次に未幸が目を覚ました時、彼女は見慣れぬ部屋のベッドに寝かされていた。
ベッドも、布団も、周りを囲うカーテンも、天井も全て真っ白。
唯一、彼女の横で不安そうに覗き込む母親の存在だけが、ここで色を持っている。
体を起こそうとして、未幸は母親に制される。しかし、制されるまでもなく、彼女は自分では起きることはできない。左足はギブスで固定され、吊るされている。痛みが激しかった右腕も、左足同様ギブスで固定されている。右の頬と左目に何かがあてがわれているのは、以前鏡で見て腫れていた部分に何らかの処置を施してあるのだろうか。
「ここは……病院?」
「そうよ。駅前の救急病院。あの後、あなたは気を失っちゃったのよ。で、私も動転していて、救急車を慌てて呼んだの。一体何があったの?」
未幸は、自分が入院していることを確認するかのように、ゆっくりと周囲を見回す。
未だに信じられない。朝起きた途端、入院だとは。しかも、病気ならまだわかるが、怪我とは……。

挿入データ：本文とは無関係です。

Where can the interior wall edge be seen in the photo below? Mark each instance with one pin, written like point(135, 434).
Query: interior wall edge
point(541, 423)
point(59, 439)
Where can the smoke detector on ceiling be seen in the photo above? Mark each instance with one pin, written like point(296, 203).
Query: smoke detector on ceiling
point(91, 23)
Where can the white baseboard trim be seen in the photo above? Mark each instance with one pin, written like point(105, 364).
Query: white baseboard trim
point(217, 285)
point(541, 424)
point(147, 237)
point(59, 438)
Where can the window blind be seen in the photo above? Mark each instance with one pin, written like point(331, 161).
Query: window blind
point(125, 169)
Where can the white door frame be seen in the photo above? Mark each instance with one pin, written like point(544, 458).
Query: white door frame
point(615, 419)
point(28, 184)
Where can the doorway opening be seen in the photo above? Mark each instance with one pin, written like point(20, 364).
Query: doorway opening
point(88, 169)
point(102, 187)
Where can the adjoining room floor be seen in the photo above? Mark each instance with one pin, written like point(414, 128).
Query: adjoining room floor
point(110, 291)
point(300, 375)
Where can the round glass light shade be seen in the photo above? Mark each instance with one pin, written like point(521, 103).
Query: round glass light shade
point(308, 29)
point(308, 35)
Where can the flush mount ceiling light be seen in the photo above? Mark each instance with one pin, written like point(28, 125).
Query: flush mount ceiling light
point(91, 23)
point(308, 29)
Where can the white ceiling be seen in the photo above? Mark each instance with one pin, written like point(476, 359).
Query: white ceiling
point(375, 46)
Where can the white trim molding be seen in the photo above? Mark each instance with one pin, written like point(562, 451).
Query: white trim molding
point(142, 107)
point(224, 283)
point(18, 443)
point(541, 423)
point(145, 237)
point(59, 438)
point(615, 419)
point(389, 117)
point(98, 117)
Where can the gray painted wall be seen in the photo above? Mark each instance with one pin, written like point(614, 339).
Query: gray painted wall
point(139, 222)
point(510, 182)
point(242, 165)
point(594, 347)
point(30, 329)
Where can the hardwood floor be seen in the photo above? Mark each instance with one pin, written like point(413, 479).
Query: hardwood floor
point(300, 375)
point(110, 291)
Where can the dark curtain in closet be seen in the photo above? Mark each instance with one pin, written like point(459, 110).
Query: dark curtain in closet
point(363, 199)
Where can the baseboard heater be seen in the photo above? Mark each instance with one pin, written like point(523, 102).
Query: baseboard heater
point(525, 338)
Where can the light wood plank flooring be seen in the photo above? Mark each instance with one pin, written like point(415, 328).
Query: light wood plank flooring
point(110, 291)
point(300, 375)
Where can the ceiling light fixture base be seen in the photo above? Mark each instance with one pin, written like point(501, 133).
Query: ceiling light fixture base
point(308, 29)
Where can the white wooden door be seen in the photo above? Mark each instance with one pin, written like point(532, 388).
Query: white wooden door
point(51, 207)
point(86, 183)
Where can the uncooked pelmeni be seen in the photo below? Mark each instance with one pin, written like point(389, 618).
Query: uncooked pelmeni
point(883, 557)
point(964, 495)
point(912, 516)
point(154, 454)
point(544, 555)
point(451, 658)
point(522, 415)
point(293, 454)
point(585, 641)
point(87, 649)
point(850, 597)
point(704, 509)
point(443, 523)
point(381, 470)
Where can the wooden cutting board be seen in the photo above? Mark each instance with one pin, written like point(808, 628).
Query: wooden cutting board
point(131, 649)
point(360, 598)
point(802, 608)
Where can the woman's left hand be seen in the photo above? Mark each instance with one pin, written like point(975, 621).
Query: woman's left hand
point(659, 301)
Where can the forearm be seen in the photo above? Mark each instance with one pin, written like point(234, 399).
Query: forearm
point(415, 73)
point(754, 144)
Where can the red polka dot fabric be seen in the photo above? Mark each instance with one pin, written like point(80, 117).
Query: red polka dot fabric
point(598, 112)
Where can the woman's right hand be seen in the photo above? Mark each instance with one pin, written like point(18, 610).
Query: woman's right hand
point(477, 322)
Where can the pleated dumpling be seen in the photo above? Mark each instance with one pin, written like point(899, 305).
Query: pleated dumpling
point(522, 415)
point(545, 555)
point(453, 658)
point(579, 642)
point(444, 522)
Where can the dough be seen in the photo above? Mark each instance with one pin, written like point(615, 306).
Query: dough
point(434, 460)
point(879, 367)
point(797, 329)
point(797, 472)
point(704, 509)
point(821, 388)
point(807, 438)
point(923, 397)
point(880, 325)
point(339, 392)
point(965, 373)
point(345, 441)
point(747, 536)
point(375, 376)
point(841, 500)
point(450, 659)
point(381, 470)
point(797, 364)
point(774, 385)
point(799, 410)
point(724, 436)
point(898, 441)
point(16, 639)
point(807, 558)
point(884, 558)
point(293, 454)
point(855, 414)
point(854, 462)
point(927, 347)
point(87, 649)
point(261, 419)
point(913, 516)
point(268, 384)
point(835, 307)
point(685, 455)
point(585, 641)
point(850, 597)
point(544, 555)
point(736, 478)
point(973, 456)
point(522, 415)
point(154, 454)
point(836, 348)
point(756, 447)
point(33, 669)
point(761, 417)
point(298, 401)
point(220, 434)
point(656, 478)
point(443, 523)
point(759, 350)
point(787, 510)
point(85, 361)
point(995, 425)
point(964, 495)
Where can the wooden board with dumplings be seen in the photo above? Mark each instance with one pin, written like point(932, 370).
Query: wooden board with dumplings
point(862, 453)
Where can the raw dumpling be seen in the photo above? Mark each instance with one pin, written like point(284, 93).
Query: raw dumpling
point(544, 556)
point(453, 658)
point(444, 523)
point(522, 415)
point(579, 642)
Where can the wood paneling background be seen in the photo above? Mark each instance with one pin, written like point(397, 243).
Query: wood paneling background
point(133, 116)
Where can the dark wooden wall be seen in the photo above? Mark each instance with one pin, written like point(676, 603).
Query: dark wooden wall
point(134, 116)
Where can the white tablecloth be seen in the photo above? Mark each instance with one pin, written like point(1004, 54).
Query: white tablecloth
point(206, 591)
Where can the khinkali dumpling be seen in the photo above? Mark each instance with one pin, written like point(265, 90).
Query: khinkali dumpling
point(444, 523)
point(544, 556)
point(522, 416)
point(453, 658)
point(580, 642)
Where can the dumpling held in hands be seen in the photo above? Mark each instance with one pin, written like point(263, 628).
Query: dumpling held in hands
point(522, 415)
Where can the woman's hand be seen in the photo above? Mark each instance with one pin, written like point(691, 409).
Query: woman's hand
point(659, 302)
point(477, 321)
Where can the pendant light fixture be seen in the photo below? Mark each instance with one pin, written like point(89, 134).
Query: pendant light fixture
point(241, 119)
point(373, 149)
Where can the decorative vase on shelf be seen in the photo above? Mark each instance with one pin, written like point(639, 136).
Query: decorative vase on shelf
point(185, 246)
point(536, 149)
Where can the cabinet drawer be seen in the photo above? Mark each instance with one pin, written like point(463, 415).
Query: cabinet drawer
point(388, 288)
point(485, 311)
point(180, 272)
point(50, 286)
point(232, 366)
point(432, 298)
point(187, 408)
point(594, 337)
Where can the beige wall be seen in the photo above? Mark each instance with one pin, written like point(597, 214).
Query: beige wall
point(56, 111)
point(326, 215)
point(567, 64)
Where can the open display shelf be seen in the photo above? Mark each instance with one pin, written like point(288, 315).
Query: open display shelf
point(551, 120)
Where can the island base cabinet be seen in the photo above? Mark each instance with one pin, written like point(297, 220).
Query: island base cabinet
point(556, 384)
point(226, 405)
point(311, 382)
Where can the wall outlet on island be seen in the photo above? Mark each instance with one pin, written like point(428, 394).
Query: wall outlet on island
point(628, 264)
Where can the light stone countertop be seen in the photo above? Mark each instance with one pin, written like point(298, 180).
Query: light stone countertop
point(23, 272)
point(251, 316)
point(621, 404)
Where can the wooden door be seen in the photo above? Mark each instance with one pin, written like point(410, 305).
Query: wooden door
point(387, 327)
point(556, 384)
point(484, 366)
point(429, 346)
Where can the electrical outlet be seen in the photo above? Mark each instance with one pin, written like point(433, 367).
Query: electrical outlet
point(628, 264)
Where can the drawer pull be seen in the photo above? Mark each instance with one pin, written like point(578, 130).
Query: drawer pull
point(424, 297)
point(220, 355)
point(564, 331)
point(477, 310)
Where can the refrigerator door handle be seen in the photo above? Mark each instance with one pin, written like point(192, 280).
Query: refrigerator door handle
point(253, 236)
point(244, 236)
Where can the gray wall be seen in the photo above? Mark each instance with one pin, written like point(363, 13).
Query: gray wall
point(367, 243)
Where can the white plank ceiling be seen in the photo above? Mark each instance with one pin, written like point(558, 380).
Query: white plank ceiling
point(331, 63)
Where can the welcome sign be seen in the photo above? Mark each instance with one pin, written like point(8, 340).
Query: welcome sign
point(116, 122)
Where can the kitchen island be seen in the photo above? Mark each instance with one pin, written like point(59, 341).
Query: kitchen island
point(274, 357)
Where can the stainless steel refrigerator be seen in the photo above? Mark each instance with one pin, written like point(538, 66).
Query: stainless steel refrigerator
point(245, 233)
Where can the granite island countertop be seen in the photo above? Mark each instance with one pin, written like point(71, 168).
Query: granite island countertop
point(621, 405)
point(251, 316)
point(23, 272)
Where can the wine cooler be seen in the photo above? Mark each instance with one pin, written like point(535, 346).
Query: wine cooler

未幸は、記憶の糸を手繰り寄せるように、ゆっくりと口を開く。
「わからないの。いつものように起きようとしたら、体がすごく痛くて……」
未幸の母は何かいいたそうだったが、むっと口をつぐみ、そのままもってきた手提げからりんごを出し、皮を剥き始める。
寝違えたとか、ベッドから落ちたとか、そういったレベルの怪我ではない。階段から落ちてもここまでの負傷はしないだろう。どちらかと言えば、車に跳ねられたという感じの怪我だ。尋常ではない。
未幸も、母が不穏な何かを考えていることは感じている。だが、彼女は何もしていない。普通にベッドに入り、眠りについた。そして、翌朝普通に起きようとしただけなのだ。
そこで、ふと未幸は嫌なことを思い出す。
心当たりはある。
彼女はたった一人で、凶器を持っている何人ものチンピラを相手に喧嘩をした。
鉄パイプで腕を殴られたり、スパナで背中を殴られたりもした。だが、全員を倒して、彼女は傷だらけで家に帰ってきた。
なぜ喧嘩をしたのかはわからない。ただ、気づくと殴り合いをしていた。
やらなければやられる。そう思って全員をぶちのめした。
そこで、彼女は目を覚ました。
十七歳の女子高生が見る夢としては不適当なのだろうが、最近、ずっとわけのわからぬ夢を見ていた彼女は、特に気にしていなかった。何かのときに読んだ雑誌に、思春期の少女はわけのわからぬ夢を見ることがある、と書いてあったからだ。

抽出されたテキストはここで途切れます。